One of the most noteworthy changes is the amount needed for a downpayment to qualify for government-backed insurance. Canada Mortgage and Housing Corporations (CMHC) will, starting on February 15, 2016, require a 10% downpayment on a portion of a home’s sale price if the total purchase is in between $500,000 and $1million.

Although this change appears significant on paper, it is a 50% increase from the previously required rate of 5%, Finance Minister Bill Morneau stated in a press conference that he expects this change to affect only 1% of the market or less.

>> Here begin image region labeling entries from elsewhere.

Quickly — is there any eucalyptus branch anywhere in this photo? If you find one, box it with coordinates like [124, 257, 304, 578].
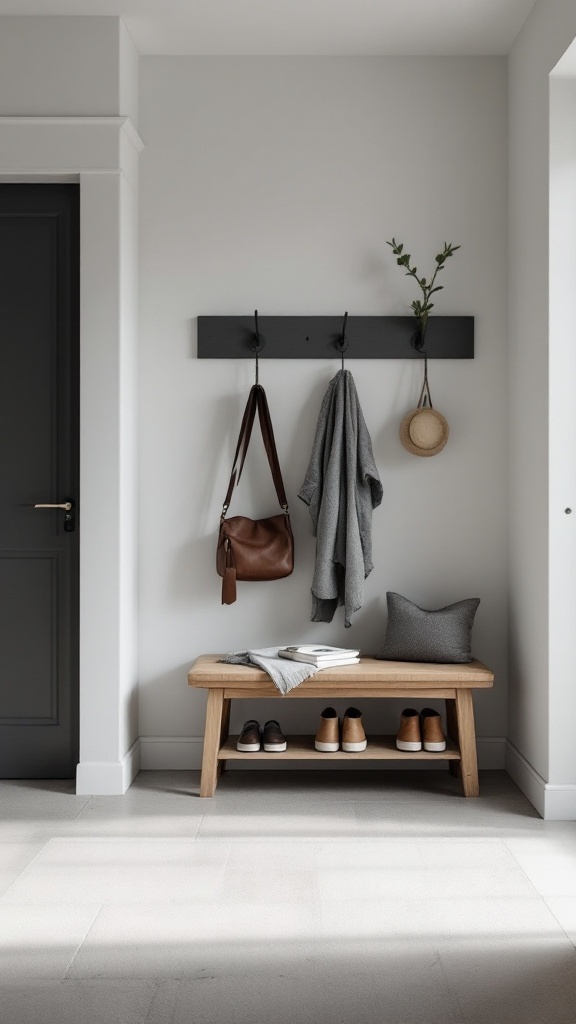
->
[386, 239, 461, 341]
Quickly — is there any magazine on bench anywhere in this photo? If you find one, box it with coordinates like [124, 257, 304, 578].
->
[278, 644, 360, 669]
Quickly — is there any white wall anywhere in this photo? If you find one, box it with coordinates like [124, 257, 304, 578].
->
[508, 0, 576, 810]
[0, 17, 141, 793]
[0, 15, 137, 124]
[139, 57, 507, 764]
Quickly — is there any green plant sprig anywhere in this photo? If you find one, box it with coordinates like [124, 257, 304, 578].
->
[386, 239, 461, 340]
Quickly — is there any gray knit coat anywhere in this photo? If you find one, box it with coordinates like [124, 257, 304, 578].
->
[298, 370, 382, 626]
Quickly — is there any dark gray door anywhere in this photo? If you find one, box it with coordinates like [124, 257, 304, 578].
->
[0, 184, 79, 778]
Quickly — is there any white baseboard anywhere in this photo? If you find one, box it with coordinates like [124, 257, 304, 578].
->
[140, 736, 204, 771]
[505, 740, 576, 821]
[76, 739, 141, 797]
[140, 736, 506, 771]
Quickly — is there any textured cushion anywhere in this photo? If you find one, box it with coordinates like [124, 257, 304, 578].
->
[376, 593, 480, 665]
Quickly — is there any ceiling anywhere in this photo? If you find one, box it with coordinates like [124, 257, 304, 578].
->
[0, 0, 535, 56]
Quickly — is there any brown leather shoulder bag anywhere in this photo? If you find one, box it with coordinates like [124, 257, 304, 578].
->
[216, 384, 294, 604]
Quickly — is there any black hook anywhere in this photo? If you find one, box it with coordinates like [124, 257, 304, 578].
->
[336, 312, 348, 370]
[251, 309, 265, 384]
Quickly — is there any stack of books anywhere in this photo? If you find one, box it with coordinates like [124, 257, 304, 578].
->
[278, 644, 360, 669]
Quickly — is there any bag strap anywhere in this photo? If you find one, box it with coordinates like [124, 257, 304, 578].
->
[257, 384, 288, 515]
[220, 384, 288, 522]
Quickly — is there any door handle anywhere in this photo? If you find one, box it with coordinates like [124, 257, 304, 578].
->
[34, 498, 76, 534]
[34, 502, 72, 512]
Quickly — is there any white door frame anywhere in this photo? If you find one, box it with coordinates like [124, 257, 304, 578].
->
[0, 118, 142, 795]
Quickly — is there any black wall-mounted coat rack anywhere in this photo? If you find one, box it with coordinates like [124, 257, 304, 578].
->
[198, 315, 475, 360]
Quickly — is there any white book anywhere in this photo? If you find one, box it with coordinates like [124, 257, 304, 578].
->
[278, 649, 360, 669]
[278, 644, 360, 660]
[316, 657, 360, 669]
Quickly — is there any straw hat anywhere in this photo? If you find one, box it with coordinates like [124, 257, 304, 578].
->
[400, 406, 449, 457]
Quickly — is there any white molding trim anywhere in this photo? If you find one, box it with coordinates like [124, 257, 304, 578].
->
[0, 117, 142, 795]
[506, 739, 576, 821]
[139, 736, 506, 771]
[76, 739, 141, 797]
[506, 739, 546, 817]
[0, 117, 143, 153]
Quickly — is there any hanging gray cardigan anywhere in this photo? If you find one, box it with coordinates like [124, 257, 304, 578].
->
[298, 370, 382, 626]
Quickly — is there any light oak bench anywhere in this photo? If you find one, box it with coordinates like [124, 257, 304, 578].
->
[188, 654, 494, 797]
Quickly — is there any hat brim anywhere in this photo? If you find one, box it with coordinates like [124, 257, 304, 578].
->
[400, 408, 450, 459]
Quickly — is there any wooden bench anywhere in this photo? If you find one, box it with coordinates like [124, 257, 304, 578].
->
[188, 654, 494, 797]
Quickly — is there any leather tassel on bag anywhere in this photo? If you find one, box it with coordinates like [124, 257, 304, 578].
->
[216, 384, 294, 604]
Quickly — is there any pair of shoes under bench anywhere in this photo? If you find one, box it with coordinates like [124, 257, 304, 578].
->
[236, 718, 286, 754]
[314, 708, 368, 754]
[396, 708, 446, 753]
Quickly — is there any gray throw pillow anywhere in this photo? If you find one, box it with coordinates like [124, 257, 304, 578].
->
[376, 592, 480, 665]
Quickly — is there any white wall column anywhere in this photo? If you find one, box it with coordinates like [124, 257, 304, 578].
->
[0, 118, 141, 794]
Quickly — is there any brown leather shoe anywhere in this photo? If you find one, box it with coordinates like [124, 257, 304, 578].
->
[262, 719, 286, 754]
[236, 718, 260, 754]
[396, 708, 422, 751]
[342, 708, 368, 754]
[420, 708, 446, 751]
[314, 708, 340, 754]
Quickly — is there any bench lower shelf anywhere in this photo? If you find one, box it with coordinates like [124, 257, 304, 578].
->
[218, 736, 460, 761]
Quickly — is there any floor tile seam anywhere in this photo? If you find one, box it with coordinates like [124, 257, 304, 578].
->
[504, 840, 551, 912]
[0, 840, 50, 905]
[64, 903, 104, 980]
[435, 946, 466, 1024]
[72, 796, 94, 821]
[142, 978, 180, 1024]
[542, 896, 576, 950]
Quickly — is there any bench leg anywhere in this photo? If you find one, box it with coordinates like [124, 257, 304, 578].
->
[446, 698, 460, 778]
[218, 699, 232, 778]
[200, 689, 224, 797]
[456, 690, 480, 797]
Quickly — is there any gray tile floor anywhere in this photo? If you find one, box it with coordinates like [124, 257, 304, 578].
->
[0, 771, 576, 1024]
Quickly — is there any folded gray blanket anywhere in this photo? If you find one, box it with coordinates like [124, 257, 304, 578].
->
[220, 647, 318, 695]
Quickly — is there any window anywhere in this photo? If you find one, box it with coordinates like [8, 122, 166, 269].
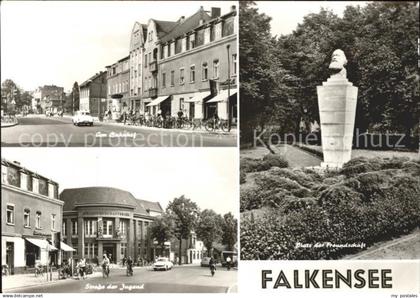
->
[48, 183, 55, 199]
[213, 59, 219, 79]
[171, 70, 175, 86]
[23, 208, 31, 228]
[71, 219, 77, 235]
[51, 214, 55, 231]
[201, 62, 209, 81]
[162, 72, 166, 88]
[121, 243, 127, 256]
[35, 211, 41, 229]
[32, 177, 39, 193]
[1, 165, 7, 184]
[190, 65, 195, 83]
[85, 219, 96, 237]
[6, 204, 15, 225]
[232, 54, 238, 76]
[20, 173, 28, 190]
[179, 68, 185, 85]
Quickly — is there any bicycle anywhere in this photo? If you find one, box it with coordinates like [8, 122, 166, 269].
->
[205, 119, 229, 132]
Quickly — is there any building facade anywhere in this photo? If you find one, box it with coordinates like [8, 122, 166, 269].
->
[31, 85, 64, 114]
[148, 6, 238, 121]
[106, 56, 130, 119]
[1, 159, 63, 274]
[60, 187, 163, 263]
[129, 22, 147, 114]
[79, 71, 107, 118]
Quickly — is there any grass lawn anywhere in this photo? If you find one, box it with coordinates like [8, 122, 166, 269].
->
[344, 229, 420, 260]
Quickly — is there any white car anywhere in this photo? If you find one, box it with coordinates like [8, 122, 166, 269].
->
[153, 258, 174, 271]
[73, 111, 93, 126]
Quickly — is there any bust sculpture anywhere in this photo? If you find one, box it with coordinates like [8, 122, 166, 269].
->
[329, 49, 347, 78]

With such a small portion of the market being affected, why the change? Tamsin McMahon of the Globe and Mail stated that, “Unlike past changes that have been aimed at the entire Canadian housing sector,…the new rules, which affect higher-priced properties, are mainly targeted at the most expensive markets, particularly Toronto and Vancouver”. The hope is that, “this will create stability for the overall market by targeting pockets of risk” Morneau stated in Ottawa. The other benefit to a higher required downpayment percentage is that it will help Canadians “take the right approach” when they invest in a home.

For those who are considering investing less than 500,000 in a home purchase the downpayment requirements will stay the same at 5%. Homes priced over $1million will also stay consistent in their minimum downpayment requirements of at least 20%.

If you’re considering purchasing home between $500,000 and $1million in the near future Steve Heubl, of canadianmortagetrends.com says that the change of rules to the Canadian mortgage industry could have been much worse. The new rules may just mean you have to save a little longer to afford the downpayment towards the home you want.